It has taken weeks to dry out my clothes, painting materials, sleeping gear + entire car following the wettest painting session I’ve ever undertaken, in NSW’s Wollongong + surrounds. But the fun I had by far eclipsed the drenching I endured. The Illawarra region is utterly beautiful, full of fascinating places natural + industrial, + filled with wonderful warm folk with whom I shared many good times.
On arrival, I watched stormclouds loom, + quickly hunted around town for some suitable places to make quick paintings:
The rain started to fall as I finished my last throwie. Over the following couple of days I watched the downpour from an enormous empty warehouse, generously loaned to me by artist Poncho Army, where I could paint some panels for Wollongong in comfort. The rain wasn’t going to beat me.
I also painted a mural at The Little Prince, a super local cafe/bar/restaurant which was deceptively quiet during the day, then overflowing with fun folk in the evenings.
After nearly a week of constant torrential downpour, complete with dam-bursts, rock-falls, closed roads + widespread flooding (I was unlucky enough to visit during a weather inversion, where the rain was trapped in the region, circling around + around, unable to dissipate), I decided to try to drive above the clouds, up into the Highlands, to escape the soggy weather. I was so glad that I did…
A few years ago I had read about an enormous abandoned factory high up in the NSW mountains; while trying to escape the rain I was lucky enough to find the property, in the centre of a large field, ringed by forest, solemnly overlooking the townsfolk who went about their business oblivious to its dark, looming presence. And the rain had stopped.
I would have liked to have stayed longer, but local security was enthusiastic + tenacious, so I returned to the sodden township at the base of the mountains, thankful to have had a break from rainfall for a few hours at least.

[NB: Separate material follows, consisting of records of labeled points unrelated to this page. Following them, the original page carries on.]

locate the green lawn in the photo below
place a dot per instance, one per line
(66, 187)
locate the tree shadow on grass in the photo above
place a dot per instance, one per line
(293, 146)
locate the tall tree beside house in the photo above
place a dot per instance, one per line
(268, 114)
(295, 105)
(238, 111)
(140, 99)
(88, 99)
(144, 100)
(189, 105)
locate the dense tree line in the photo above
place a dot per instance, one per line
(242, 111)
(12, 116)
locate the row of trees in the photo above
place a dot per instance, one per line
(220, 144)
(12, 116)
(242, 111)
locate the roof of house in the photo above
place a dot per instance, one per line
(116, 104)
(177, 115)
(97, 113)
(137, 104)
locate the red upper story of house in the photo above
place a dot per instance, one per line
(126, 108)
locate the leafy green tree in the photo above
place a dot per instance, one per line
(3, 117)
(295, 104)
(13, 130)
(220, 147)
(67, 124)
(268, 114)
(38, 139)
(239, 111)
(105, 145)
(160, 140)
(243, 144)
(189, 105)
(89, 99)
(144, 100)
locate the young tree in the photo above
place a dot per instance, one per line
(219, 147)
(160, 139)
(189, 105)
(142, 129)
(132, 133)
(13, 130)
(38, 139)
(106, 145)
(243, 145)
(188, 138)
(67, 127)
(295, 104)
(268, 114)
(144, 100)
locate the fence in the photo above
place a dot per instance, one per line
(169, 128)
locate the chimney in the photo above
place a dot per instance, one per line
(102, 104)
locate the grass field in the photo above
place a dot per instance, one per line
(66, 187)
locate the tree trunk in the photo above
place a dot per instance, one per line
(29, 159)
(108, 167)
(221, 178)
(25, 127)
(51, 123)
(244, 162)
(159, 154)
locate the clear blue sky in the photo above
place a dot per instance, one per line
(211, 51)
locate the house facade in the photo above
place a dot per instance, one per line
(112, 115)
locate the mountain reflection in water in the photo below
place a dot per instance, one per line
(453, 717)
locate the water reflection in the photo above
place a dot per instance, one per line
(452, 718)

The ‘Bread and Butter’ art event scheduled towards the end of my Wollongong week event gave me a superfun chance to talk alongside Ears, Apeseven + Poncho Army about my art career, + also live paint with Apeseven + Poncho Army throughout the day. It was a fun, social way to wrap up my time in the region.

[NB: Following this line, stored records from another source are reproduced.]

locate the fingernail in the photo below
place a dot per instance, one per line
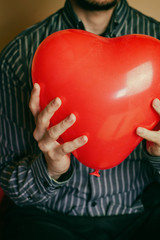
(36, 86)
(84, 139)
(71, 118)
(57, 101)
(156, 102)
(139, 131)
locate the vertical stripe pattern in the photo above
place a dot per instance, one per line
(23, 171)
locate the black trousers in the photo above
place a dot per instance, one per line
(27, 223)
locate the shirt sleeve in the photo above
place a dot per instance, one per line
(153, 160)
(23, 171)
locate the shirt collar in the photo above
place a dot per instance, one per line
(120, 14)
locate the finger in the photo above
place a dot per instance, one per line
(71, 146)
(34, 100)
(149, 135)
(47, 142)
(43, 119)
(156, 105)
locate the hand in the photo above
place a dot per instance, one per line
(57, 156)
(153, 137)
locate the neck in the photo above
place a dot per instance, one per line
(94, 21)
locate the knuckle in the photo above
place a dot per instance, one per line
(53, 133)
(35, 134)
(42, 146)
(41, 120)
(64, 149)
(31, 105)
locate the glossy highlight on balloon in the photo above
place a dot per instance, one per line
(109, 84)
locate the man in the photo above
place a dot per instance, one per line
(55, 196)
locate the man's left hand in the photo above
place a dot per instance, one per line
(153, 137)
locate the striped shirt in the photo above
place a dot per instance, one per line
(23, 171)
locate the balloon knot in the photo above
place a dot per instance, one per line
(95, 173)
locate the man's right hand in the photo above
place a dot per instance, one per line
(57, 155)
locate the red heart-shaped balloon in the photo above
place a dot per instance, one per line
(108, 83)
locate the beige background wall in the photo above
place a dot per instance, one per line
(16, 15)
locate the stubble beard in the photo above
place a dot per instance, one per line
(93, 5)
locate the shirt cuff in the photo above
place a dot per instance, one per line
(154, 160)
(44, 182)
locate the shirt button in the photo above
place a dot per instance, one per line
(29, 197)
(93, 204)
(46, 184)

On my last morning in Wollongong, I awoke to silence: no drumming of rain on the roof, it had finally ceased! I emerged from the house + was met with brilliant blue skies + warm sunshine, the region’s parting gift to me. I had been wanting to use a nearby piece of hard rubbish as a canvas for a portrait of Ludwig, the beautiful Boxer who had (along with his owners) welcomed me into his home, but until now the rain had prevented me. Very quickly, I scrawled his lovely face on the table, + left his happy family for a quick explore of the region before heading home.
I found an incredibly beautiful installation in nearby Port Kembla; on a clifftop overlooking a thundering ocean sat an army of stark white pyramids. They were not accompanied by any signage or explanation, + while I imagined a variety of celestial or otherwordly purposes, I later discovered that they were tank barriers, placed in the shallows to prevent tanks coming ashore during World War II. Practical in origin, but no less magical in effect.
While driving to a nearby lookout on the road home, I came across a burned-out car, the smell of freshly charred rubber + plastic still lingering in the calm morning air. After a quick painting I drove away, planning to return shortly + take a photo with the car in the full sun; instead, with incredibly good/bad timing, I returned 20 minutes later to the sight of the car being towed!
It was a fantastic week, + I am excited at the prospect of returning to the region later in the year.
A huge thank you to Poncho Army, for organising Bread and Butter, inviting me to the region, offering me your super warehouse/workshop space, + welcoming me into your wonderful home. I look forward to seeing you again soon.